Cite as: https://hdl.handle.net/21.11116/0000-000A-8224-A
Abstract
Athletic features distinguishing experts from non-experts in team sports are relevant for performance analyses, talent identification and successful training. In this respect, perceptual-cognitive factors like decision making have been proposed to be important predictor of talent but, however, assessing decision making in team sports remains a challenging endeavor. In particular, it is now known that decisions expressed by verbal reports or micro-movements in the laboratory differ from those actually made in on-field situations in play. To address this point, our study compared elite and amateur players' decision-making behavior in a near-game test environment including sport-specific sensorimotor responses.
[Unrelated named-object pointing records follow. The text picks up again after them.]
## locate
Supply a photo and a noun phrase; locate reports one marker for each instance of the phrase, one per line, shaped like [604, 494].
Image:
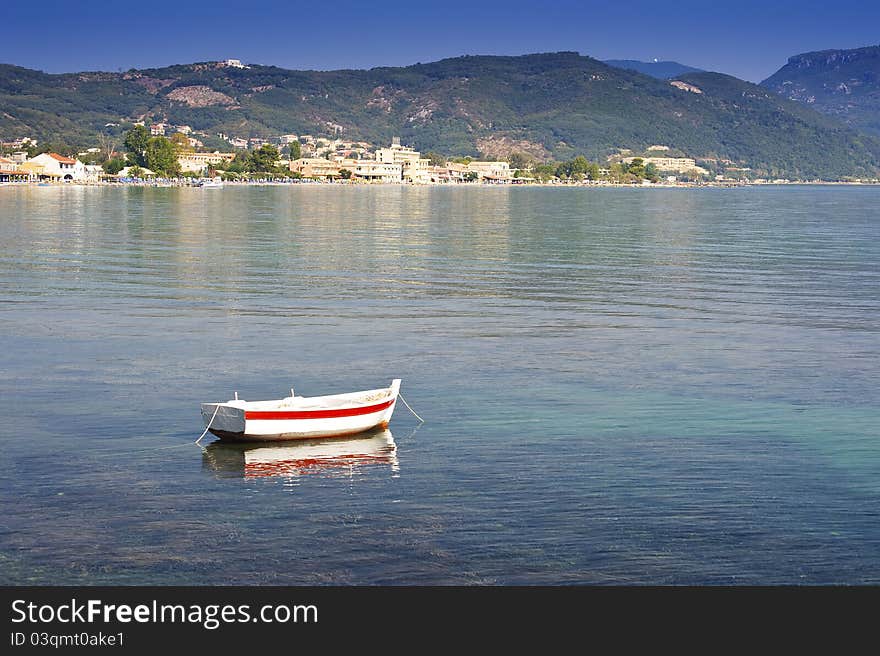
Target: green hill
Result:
[553, 105]
[841, 83]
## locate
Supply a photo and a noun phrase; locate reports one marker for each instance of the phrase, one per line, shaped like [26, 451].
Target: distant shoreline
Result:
[459, 185]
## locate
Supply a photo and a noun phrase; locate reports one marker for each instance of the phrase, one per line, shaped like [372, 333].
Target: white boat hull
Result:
[301, 418]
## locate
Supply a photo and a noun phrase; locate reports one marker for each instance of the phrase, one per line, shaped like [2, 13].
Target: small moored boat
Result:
[300, 417]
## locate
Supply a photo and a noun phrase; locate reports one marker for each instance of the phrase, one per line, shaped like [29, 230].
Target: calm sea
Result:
[620, 386]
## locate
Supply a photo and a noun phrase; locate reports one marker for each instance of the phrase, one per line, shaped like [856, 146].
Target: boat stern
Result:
[223, 418]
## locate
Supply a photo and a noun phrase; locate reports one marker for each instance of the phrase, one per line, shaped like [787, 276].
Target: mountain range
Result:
[665, 70]
[841, 83]
[549, 105]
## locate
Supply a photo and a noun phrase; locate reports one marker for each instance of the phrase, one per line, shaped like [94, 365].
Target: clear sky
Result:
[750, 39]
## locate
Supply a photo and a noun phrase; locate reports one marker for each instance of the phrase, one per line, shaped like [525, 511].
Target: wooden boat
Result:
[300, 417]
[329, 457]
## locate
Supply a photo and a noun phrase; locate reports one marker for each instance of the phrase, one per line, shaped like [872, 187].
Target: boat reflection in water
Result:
[334, 456]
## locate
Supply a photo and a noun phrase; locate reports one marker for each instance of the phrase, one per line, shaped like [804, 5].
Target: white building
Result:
[368, 169]
[413, 167]
[497, 171]
[55, 166]
[198, 162]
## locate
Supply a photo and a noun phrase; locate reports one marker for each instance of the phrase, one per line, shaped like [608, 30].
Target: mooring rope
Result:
[208, 427]
[400, 396]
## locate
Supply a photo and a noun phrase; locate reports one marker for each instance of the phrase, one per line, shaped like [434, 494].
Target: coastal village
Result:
[326, 160]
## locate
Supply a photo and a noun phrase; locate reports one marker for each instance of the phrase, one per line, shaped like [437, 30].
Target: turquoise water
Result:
[620, 386]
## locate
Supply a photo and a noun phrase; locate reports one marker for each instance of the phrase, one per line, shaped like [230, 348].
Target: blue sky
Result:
[746, 38]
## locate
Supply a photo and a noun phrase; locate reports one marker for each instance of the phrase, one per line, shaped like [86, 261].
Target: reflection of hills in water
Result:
[327, 456]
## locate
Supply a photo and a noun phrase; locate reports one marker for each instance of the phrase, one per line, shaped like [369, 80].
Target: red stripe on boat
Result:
[317, 414]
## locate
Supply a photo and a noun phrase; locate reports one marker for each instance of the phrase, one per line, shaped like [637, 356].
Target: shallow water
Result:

Team-handball players (N = 44) were asked to respond as quickly as possible to representative, temporally occluded attack sequences in a team-handball specific defense environment on a contact plate system. Specifically, participants had to choose and perform the most appropriate out of four prespecified, defense response actions. The frequency of responses and decision time were used as dependent variables representing decision-making behavior. We found that elite players responded significantly more often with offensive responses (p < 0.05, odds ratios: 2.76-3.00) in left-handed attack sequences. Decision time decreased with increasing visual information, but no expertise effect was found. We suppose that expertise-related knowledge and processing of kinematic information led to distinct decision-making behavior between elite and amateur players, evoked in a domain-specific and near-game test setting. Results also indicate that the quality of a decision might be of higher relevance than the required time to decide. Findings illustrate application opportunities in the context of performance analyses and talent identification processes.